Key reasons why Kaplan-Meier is not suitable for multiple mode failure data:
Assumption of a single failure process:
The Kaplan-Meier method assumes that all failures occur due to a single underlying process, while multiple mode failure data implies different failure mechanisms with distinct failure times, violating this assumption.
Inability to differentiate failure modes:
When analyzing multiple failure modes with Kaplan-Meier, you cannot identify which failure mode caused each event, leading to an inaccurate representation of the overall reliability.
Misinterpretation of survival curve:
The Kaplan-Meier curve generated from multiple mode data could be misinterpreted as representing a single failure mode, potentially leading to incorrect conclusions about system reliability.
Alternative approaches for multiple mode failure data:
Competing risks analysis:
This method explicitly accounts for different competing failure modes by estimating the probability of each failure mode occurring, given that another mode has not already occurred.
Failure mode specific analysis:
Analyze each failure mode separately using Kaplan-Meier, but interpret the results carefully considering the potential interactions between different modes.
Parametric models:
If the underlying distributions of each failure mode are known, use parametric models that can incorporate multiple failure mechanisms.”

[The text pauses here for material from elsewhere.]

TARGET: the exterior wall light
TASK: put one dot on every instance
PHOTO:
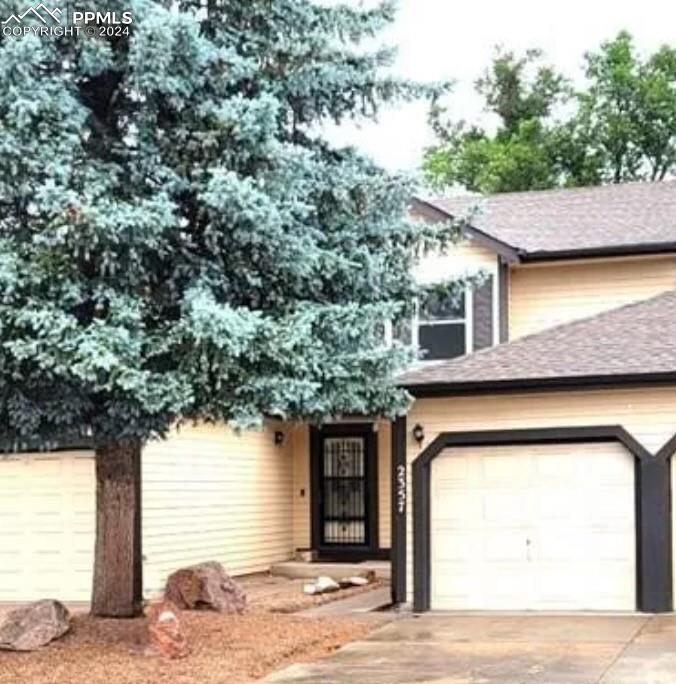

Hello Dr George, I would also suggest looking into the issue of “non-identifiability” of dependence among failure modes in competing risks (also called “identifiability dilemma”). It basically says that, given what we are able to observe in a competing risks framework (T, j), where “T” is the time to failure and “j” is the failure mode, it is not possible to say anything about the dependence structure between the risks. The observed data could have come from a joint distribution with strong, weak or no dependence at all – we cannot say.
This Google Sheet shows the joint probability density max. likelihood estimates of {p(s|mode 1, p(t|mode 2)} in table 3 of
https://docs.google.com/spreadsheets/d/1iH-u71STujVm-C7S2bp3xmoJBOxLOFC9xfBQn-10ndA/edit?usp=sharing/
It’s for age s and t values up to the oldest failures in either failure mode.